Kita ada di dunia bukan untuk mencari seseorang yang sempurna untuk dicintai tetapi untuk belajar mencintai orang yang tidak sempurna dengan cara yang sempurna

Orang yang paling berkesan dalam hidupmu adalah orang yang mampu mencintaimu ketika kamu bukan seseorang yang mudah dicintai





Jumat, 14 Agustus 2009

Kejadian Tak Menyenangkan di Jalanan


Sembari menunggu pagi tiba, secara waktu penulisan postingan ini adalah pukul 04.09 WIB, enaknya baca-baca blog orang dan mulai mempelajari hikmah yang terkandung di dalamnya. Tiba-tiba juga, teringat beberapa kejadian yang bisa dibilang tak enak untuk dilihat. Apalagi terjadi di jalanan ibukota yang penuh dengan hiruk pikuk berbagai alat transportasi darat yang bermacam-macam bentuknya.

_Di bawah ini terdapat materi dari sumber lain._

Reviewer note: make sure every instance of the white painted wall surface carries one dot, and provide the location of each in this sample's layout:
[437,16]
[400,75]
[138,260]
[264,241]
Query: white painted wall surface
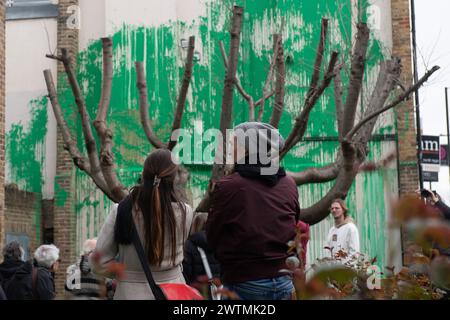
[27,42]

Dimulai dari Rabu malam Kamis kemarin. Seperti yang telah tercetak di jadwal, hari ini ku dapat shift malam. Sehabis sholat maghrib langsung keluar dengan hati yang tak keruan. Singkat cerita, beberapa saat setelah turun dari kendaraan pertama lalu menunggu bus ke arah Senen. Tumben, tak berapa lama bus pun datang namun waktu berbelok dan pada saat itu juga ku naik, bus itu enggan untuk berhenti walau sesaat.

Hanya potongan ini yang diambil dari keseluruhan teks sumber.